The number of Albertans waiting for a computerized tomography (CT) scan dropped by almost 24 per cent from March 2020 to June 2022. The decrease for magnetic resonance imaging (MRI) is 13 per cent. The wait for both types of scans dropped despite a sharp increase in demand.
AHS facilities performed nearly 20,000 MRI and CT scans combined in the first two weeks of September, compared with an average of about 17,000 in 2018/2019. That includes a 16 per cent increase in CT scans and about 10 per cent more MRI scans.
“More Albertans are getting CT and MRI scans, which in turn means getting their diagnosis and the needed follow-up care,” said Jason Copping, minister of health. “It’s a step in the right direction and shows meaningful progress in reducing the overall waitlist. We know we still need to do better, and we are moving ahead with the action plan in place so more Albertans can get their scans within the clinically recommended time.”
“AHS is working hard to provide more diagnostic scans to Albertans faster,” said Mauro Chies, interim president and chief executive officer of Alberta Health Services. “I’m grateful to all the staff and physicians involved in this work, and Albertans should know that we are committed to making sure they have appropriate access to scans when they need them.”
Patients who urgently require an MRI or CT scan generally receive one within days of request. Albertans who were in the urgent priority 1 group for CTs are now getting their scans sooner, compared with the past two years.
Currently, about 62 per cent of urgent MRIs are done within seven days, compared with 51 per cent in 2018/2019. For urgent CT scans, about 79 per cent are completed within seven days, compared with 71 per cent in 2018/2019.
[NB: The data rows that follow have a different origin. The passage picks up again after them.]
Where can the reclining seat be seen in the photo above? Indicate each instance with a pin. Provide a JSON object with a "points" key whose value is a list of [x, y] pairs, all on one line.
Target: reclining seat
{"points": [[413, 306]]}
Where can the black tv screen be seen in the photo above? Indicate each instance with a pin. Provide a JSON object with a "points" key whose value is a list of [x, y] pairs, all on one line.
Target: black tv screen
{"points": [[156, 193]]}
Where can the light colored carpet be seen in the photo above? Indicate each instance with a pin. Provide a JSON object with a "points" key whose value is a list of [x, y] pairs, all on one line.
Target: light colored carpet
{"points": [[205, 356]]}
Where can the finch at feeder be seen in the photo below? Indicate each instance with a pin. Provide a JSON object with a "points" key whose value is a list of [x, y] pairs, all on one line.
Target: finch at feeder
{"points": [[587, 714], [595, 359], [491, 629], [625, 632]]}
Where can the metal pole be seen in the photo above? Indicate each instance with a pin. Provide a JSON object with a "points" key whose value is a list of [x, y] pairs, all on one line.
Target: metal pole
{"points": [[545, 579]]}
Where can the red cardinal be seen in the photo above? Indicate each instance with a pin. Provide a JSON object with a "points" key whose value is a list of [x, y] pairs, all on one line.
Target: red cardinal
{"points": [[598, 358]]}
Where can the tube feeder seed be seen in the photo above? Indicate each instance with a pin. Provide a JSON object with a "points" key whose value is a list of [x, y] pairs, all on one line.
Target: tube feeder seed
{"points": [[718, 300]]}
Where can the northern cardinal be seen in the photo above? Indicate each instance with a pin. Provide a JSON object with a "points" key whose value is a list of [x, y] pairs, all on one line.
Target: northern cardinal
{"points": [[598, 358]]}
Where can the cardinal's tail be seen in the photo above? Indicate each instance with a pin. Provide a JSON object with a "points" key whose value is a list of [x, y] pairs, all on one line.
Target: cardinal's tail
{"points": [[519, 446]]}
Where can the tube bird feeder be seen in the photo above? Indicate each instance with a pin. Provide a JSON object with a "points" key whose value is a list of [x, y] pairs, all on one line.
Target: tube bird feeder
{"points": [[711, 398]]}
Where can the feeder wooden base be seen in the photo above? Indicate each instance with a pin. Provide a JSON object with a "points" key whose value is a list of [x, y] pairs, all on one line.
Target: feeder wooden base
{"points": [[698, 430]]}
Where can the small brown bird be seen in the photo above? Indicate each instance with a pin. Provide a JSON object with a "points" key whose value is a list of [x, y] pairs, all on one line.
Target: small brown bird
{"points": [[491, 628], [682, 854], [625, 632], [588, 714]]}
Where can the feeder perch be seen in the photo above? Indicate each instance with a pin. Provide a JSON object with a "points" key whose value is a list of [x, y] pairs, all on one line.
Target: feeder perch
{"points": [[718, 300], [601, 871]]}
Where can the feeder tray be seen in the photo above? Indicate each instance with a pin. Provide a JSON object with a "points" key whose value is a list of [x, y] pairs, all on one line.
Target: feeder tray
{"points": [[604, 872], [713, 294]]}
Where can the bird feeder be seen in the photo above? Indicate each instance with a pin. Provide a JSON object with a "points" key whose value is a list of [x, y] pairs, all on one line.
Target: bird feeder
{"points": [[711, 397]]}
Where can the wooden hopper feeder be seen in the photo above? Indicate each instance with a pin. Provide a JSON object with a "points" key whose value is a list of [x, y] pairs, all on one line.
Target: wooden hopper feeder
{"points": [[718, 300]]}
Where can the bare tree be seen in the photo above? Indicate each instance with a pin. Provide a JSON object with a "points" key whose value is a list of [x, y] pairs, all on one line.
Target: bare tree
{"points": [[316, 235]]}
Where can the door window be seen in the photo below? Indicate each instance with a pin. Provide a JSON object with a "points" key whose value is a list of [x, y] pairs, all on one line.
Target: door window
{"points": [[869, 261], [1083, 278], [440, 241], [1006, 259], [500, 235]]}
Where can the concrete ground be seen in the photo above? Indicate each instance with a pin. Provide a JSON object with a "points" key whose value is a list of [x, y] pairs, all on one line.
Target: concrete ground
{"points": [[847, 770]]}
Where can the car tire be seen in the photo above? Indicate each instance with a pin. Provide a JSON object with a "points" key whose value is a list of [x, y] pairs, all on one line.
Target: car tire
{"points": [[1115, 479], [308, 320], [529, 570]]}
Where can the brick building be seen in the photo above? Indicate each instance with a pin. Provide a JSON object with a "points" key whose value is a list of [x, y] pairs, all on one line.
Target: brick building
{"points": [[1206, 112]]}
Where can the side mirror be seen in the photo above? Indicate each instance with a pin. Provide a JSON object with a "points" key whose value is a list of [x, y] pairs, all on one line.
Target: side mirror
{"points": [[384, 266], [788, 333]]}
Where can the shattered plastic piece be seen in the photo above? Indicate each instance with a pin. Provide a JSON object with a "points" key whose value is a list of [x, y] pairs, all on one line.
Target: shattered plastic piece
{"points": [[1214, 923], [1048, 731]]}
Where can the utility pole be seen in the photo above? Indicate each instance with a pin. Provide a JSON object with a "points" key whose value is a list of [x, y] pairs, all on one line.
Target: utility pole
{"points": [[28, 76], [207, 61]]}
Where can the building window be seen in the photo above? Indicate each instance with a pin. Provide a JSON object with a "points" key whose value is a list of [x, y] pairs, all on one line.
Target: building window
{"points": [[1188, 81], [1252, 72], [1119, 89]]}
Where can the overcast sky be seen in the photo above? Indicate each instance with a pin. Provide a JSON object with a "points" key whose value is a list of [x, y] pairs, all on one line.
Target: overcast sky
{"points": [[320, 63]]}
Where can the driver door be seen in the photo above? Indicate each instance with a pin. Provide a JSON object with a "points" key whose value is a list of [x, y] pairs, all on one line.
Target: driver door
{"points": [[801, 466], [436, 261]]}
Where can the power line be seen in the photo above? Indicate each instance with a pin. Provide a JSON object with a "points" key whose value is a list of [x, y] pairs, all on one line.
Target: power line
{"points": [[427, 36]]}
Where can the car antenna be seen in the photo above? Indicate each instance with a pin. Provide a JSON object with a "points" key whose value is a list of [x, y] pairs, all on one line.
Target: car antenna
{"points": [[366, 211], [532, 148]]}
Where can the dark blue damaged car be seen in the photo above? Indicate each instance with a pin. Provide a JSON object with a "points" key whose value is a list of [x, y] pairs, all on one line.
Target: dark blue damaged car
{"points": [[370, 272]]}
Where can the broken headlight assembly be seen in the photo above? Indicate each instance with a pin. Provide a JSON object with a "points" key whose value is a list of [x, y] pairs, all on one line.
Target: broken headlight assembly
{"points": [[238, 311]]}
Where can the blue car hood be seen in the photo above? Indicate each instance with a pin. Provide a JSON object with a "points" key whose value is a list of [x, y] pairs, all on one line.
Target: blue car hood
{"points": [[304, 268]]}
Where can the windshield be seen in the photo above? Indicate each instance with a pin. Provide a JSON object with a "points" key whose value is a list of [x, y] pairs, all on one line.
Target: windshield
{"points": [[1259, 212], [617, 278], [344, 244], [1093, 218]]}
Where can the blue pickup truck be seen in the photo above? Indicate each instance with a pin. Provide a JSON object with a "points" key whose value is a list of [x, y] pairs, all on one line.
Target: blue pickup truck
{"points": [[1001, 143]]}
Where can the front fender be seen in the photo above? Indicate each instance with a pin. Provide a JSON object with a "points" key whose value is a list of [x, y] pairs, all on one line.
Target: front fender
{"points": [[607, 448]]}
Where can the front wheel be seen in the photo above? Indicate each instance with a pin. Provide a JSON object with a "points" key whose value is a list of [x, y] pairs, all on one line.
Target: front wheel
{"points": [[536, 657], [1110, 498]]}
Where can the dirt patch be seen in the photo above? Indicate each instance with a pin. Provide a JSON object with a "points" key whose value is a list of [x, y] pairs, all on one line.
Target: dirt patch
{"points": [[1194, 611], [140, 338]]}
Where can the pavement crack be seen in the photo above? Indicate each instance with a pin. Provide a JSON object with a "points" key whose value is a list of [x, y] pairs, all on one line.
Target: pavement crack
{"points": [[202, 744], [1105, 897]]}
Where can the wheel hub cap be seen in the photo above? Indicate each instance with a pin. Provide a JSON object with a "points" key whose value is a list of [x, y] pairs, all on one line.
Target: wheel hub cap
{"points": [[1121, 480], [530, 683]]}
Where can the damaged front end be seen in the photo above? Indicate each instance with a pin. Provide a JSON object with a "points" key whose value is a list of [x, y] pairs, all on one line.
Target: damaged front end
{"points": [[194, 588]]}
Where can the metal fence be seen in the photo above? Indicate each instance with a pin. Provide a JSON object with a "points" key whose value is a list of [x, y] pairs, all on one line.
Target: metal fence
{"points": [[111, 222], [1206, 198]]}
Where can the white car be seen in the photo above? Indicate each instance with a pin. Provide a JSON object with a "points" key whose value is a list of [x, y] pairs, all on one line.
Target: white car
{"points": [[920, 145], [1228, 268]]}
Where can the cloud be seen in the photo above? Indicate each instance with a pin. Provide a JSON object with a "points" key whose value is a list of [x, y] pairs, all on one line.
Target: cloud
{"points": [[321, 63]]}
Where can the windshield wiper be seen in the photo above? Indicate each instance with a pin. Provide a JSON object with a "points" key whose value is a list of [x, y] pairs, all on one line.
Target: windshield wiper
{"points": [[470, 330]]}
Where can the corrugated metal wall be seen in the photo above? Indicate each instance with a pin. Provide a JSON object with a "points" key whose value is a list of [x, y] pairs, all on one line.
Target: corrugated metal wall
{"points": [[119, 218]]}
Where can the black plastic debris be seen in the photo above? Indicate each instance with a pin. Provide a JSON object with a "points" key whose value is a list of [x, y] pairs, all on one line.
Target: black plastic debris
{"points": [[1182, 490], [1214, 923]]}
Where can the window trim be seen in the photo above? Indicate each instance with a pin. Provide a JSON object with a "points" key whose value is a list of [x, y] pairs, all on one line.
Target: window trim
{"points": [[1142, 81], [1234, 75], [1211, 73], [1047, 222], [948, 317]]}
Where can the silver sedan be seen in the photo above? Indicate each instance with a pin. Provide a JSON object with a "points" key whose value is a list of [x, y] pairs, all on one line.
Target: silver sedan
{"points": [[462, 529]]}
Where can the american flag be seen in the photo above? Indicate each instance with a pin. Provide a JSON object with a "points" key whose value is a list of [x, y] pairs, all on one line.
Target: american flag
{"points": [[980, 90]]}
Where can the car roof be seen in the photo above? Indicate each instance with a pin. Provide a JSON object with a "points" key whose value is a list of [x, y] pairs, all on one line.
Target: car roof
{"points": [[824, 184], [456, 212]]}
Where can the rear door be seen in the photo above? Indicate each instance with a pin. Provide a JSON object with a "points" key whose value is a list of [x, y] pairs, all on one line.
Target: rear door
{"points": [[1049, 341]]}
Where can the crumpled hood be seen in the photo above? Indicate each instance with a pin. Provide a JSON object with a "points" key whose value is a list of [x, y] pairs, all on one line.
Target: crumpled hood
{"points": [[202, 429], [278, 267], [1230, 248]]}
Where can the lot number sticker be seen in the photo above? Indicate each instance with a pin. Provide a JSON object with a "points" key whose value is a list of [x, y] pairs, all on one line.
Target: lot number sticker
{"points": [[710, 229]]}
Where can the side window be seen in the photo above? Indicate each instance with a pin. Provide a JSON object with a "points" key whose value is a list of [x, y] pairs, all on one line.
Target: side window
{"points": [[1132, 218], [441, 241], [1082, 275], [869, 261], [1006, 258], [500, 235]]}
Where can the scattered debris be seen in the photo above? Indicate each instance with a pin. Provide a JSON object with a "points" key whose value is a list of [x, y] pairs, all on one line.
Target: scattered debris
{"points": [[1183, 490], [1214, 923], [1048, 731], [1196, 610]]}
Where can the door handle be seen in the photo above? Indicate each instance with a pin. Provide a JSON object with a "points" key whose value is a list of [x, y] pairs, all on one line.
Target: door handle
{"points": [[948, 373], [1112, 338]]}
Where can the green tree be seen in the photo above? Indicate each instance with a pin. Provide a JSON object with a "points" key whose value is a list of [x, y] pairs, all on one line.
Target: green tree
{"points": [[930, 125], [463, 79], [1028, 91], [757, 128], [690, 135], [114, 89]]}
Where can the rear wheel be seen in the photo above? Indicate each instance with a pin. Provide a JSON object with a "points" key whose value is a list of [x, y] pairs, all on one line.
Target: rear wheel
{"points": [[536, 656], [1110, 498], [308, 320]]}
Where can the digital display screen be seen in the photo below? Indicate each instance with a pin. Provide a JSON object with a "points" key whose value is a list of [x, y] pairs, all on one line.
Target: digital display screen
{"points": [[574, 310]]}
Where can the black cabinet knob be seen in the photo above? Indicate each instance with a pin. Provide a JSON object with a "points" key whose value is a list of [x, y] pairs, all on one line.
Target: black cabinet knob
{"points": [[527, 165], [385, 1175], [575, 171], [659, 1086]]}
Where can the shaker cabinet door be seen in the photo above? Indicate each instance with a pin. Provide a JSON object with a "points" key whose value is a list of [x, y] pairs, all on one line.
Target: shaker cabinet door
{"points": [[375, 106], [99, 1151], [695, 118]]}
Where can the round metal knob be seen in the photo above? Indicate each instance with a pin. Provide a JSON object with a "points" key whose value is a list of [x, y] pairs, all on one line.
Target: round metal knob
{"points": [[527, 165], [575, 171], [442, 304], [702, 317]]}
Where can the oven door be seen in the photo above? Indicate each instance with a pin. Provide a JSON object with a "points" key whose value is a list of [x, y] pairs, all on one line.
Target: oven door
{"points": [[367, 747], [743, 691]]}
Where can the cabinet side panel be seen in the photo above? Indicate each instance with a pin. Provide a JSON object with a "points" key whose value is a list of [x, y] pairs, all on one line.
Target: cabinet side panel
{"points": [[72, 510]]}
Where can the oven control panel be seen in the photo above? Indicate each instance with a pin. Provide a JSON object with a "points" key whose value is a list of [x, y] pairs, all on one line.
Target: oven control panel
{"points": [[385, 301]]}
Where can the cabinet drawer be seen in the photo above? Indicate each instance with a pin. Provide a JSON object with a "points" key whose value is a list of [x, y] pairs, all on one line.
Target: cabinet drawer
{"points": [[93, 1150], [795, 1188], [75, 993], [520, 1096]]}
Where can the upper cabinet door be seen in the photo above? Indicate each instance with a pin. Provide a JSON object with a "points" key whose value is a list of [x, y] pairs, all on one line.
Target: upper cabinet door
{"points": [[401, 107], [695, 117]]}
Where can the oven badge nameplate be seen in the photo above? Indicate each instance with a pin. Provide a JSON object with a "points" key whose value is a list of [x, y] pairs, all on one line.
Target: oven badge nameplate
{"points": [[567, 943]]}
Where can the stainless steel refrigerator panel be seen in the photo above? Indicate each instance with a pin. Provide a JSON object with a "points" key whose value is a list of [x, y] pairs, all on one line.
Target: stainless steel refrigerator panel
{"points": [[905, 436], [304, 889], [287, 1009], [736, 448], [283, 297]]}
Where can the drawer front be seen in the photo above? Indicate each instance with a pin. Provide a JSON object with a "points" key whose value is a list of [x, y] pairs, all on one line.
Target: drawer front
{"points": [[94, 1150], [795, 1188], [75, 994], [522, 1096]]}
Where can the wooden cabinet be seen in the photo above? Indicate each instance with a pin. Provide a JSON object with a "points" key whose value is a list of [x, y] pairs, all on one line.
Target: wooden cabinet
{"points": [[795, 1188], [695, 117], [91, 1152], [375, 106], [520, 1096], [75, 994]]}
AHS facilities completed about 19,860 exams in the two-week period ending Sept. 11, compared with the two-week average of 17,110 scans in 2018/2019.
For MRI scans, AHS performed about 8,535 exams in the two-week period ending Sept. 11, compared with 7,725 two-week average scans prior to the pandemic.
There has been a sharp increase in demand for emergency CT scans for COVID-19 patients, coupled with a global shortage of contrast material.
Each year, Alberta spends about $1 billion on diagnostic imaging, which includes ultrasounds, X-rays, mammography, MRI and CT scans.